Wie erwartet, eroberte Scormus den roten Speerträger.

Ja, einige der genialsten Spiele aller Zeiten haben sich aus Eröffnungen entwickelt, die als schwach oder unpassend galten.

Das Publikum war unruhig geworden.

Trotzdem griff Centius nun nicht mit seinem Ubar an.

Verblüfft verfolgten die Zuschauer, wie Centius aus Cos seinen Ubars Tarnkämpfer Speerträger auf Ubars Tarnkämpfer vier vorrückte.

Die Figur war dort wehrlos.

Centius spielte also doch nicht die Mittelverteidigung. Männer sahen sich ratlos an, Centius aus Cos hatte bereits einen Stein verloren, einen Speerträger. Einem Mann vom Kaliber Scormus’ aus Ar opfert man nicht freiwillig seine Figuren.

Die meisten großen Spieler hätten in einer solchen Lage schon ihren Ubar umgeworfen und das Spiel verloren gegeben.

Doch nun war ein zweiter Speerträger dem Angriff des gelben Speerträgers schutzlos preisgegeben.

»Speerträger schlägt Speerträger«, sagte ein Mann in meiner Reihe, Ich verfolgte den Zug an der großen Tafel.

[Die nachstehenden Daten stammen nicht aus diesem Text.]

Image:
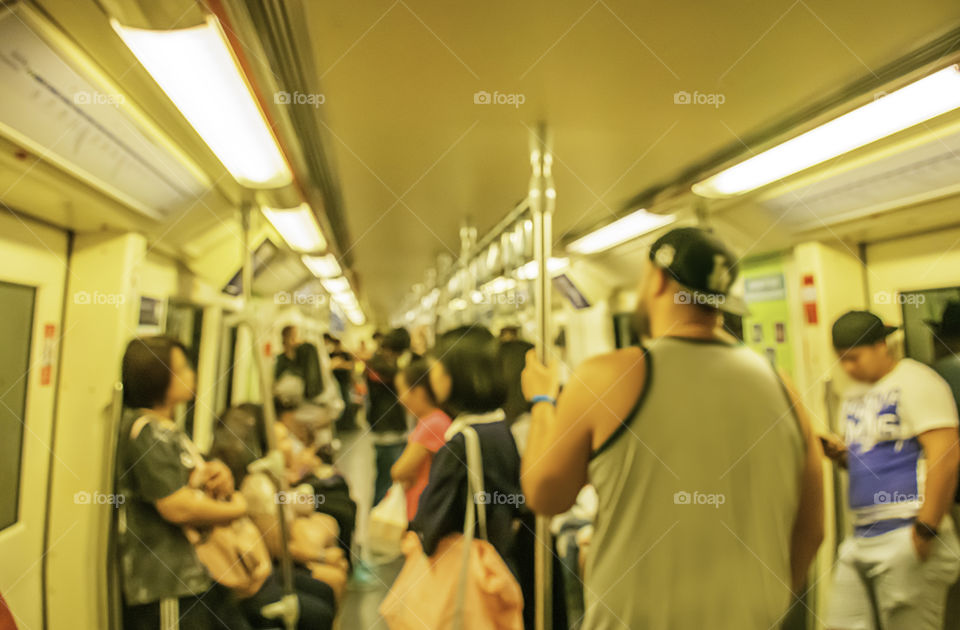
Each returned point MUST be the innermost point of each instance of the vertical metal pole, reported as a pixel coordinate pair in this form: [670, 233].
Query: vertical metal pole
[542, 203]
[468, 240]
[289, 611]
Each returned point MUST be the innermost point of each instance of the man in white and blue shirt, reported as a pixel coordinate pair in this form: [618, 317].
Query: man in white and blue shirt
[902, 454]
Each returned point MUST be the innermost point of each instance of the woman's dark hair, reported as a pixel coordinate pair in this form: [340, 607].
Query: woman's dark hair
[469, 355]
[146, 371]
[417, 374]
[513, 358]
[238, 438]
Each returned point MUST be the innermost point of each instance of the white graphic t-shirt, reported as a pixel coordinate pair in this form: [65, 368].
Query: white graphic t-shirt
[883, 420]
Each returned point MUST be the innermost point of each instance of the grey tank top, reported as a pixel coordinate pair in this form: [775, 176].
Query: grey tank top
[698, 493]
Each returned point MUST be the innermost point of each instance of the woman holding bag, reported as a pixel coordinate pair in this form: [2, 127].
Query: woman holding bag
[164, 582]
[468, 580]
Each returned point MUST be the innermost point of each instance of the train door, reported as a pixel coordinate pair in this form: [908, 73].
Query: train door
[32, 274]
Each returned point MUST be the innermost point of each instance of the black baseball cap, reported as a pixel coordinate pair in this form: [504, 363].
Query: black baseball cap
[702, 265]
[949, 325]
[859, 328]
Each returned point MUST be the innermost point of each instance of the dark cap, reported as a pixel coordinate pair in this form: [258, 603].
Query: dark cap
[702, 265]
[949, 325]
[859, 328]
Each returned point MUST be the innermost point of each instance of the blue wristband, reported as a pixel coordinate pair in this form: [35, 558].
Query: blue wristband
[543, 398]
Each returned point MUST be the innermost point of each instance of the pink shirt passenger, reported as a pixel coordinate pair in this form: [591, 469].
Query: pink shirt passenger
[428, 433]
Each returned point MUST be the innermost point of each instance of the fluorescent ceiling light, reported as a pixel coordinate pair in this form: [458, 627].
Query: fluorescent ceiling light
[298, 227]
[500, 284]
[922, 100]
[336, 285]
[322, 266]
[356, 317]
[529, 271]
[620, 231]
[346, 299]
[196, 68]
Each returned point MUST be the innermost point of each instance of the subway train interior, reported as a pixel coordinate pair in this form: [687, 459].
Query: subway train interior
[231, 188]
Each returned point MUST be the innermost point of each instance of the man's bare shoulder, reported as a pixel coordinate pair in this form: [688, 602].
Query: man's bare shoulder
[610, 367]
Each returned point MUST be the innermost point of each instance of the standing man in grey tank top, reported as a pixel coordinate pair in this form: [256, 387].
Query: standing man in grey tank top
[707, 472]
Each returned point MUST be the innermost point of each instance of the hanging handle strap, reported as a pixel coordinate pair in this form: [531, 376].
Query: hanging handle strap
[476, 511]
[477, 498]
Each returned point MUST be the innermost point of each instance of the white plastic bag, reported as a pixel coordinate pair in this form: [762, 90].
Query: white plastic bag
[388, 523]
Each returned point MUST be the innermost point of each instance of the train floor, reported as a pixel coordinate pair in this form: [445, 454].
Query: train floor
[370, 582]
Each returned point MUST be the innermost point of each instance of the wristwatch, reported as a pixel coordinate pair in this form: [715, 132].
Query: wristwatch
[924, 530]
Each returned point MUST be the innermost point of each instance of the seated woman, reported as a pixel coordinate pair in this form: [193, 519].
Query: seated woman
[312, 536]
[163, 580]
[412, 470]
[466, 379]
[306, 466]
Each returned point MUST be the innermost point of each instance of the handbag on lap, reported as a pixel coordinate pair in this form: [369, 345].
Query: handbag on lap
[465, 584]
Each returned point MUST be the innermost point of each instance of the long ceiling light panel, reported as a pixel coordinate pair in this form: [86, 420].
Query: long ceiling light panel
[298, 227]
[915, 103]
[198, 71]
[620, 231]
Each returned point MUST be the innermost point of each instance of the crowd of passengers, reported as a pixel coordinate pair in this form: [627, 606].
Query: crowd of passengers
[683, 474]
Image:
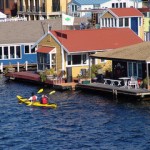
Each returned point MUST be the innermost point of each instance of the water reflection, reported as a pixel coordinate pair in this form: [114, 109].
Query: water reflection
[81, 121]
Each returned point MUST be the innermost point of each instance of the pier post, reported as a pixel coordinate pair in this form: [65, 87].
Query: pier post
[26, 65]
[1, 67]
[17, 66]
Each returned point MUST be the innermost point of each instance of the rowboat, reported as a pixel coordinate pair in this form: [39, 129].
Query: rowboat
[37, 103]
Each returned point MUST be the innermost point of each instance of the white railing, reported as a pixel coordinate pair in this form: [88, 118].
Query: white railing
[1, 67]
[26, 66]
[13, 19]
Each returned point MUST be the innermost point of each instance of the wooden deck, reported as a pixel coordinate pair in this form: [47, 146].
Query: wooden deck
[115, 90]
[35, 78]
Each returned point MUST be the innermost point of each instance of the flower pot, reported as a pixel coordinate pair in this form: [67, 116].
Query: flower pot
[49, 77]
[11, 70]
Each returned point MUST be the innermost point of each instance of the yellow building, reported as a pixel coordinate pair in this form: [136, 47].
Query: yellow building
[69, 50]
[123, 18]
[41, 9]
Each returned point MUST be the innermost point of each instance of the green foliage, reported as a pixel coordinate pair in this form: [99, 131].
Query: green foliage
[94, 69]
[42, 76]
[49, 71]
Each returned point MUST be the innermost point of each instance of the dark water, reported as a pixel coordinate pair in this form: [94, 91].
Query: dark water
[81, 121]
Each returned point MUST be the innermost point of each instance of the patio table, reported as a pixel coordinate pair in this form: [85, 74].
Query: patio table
[125, 80]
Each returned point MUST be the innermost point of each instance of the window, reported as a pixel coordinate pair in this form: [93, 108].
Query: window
[140, 21]
[84, 58]
[135, 69]
[18, 52]
[7, 3]
[77, 59]
[120, 5]
[116, 5]
[113, 5]
[115, 22]
[33, 50]
[12, 52]
[96, 6]
[124, 5]
[26, 48]
[120, 22]
[1, 4]
[112, 23]
[103, 60]
[126, 22]
[102, 22]
[106, 22]
[55, 5]
[5, 52]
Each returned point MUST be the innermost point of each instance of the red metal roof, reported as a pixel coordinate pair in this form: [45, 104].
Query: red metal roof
[123, 12]
[97, 39]
[45, 49]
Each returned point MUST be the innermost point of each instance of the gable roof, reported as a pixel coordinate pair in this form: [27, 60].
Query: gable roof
[89, 2]
[45, 49]
[137, 52]
[100, 39]
[2, 16]
[30, 31]
[126, 12]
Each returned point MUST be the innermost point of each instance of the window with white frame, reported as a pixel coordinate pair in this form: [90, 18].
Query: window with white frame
[6, 52]
[126, 22]
[135, 69]
[10, 52]
[120, 22]
[28, 50]
[18, 52]
[124, 5]
[77, 59]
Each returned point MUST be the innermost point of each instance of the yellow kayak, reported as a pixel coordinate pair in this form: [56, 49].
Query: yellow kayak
[37, 103]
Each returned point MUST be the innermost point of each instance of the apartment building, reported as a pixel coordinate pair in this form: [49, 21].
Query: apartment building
[41, 9]
[8, 7]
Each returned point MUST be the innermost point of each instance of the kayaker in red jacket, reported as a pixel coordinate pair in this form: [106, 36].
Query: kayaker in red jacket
[33, 97]
[44, 99]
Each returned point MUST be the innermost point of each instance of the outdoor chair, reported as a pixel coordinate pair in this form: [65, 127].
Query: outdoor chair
[133, 83]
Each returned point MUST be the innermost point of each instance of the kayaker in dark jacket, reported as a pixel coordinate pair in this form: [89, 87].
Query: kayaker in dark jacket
[44, 99]
[33, 97]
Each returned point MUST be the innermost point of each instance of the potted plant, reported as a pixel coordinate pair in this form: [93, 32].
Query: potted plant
[84, 79]
[9, 69]
[49, 73]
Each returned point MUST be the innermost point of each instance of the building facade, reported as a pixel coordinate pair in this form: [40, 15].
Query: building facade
[82, 8]
[123, 18]
[8, 7]
[41, 9]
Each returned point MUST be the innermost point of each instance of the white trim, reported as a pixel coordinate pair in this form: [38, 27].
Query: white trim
[87, 59]
[62, 55]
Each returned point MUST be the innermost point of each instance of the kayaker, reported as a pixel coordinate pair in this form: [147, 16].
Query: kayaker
[44, 99]
[33, 97]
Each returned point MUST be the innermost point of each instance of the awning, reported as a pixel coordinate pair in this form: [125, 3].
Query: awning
[46, 49]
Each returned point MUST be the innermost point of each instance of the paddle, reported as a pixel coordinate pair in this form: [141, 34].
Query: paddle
[39, 91]
[52, 92]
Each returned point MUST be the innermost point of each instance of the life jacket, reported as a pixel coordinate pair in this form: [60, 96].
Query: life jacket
[44, 100]
[34, 98]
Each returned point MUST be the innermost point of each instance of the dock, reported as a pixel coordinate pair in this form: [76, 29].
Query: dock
[116, 91]
[35, 78]
[138, 93]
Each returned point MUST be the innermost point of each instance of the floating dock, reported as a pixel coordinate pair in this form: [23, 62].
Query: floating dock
[138, 93]
[28, 76]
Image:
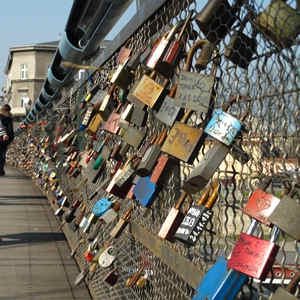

Rot hatte zwei Speerträger verloren.

Rot mußte jetzt seinen Ubars Tharlarionreiter vorrücken lassen, um seinen Ubaras Wissenden freizustellen und gleichzeitig den gelben Speerträger dem Angriff des Wissenden auszusetzen.

»Nein! Nein!« rief ein Kaufmann aus Cos.

Statt des erwarteten Zuges hatte Centius aus Cos seinen Ubars Schriftgelehrten Speerträger auf Ubars Schriftgelehrten drei vorgeschoben.

Ein dritter Stein war dem Gegner wehrlos ausgeliefert.

Es überlief mich kalt vor Zorn, obwohl ich im Begriff war, hundert Gold-Tarns zu gewinnen.

Scormus aus Ar musterte Centius aus Cos verächtlich. Dann richtete er den Blick auf die Registraturen und Schiedsrichter. Sie wandten die Köpfe ab. Die Gruppe aus Cos verließ die Bühne.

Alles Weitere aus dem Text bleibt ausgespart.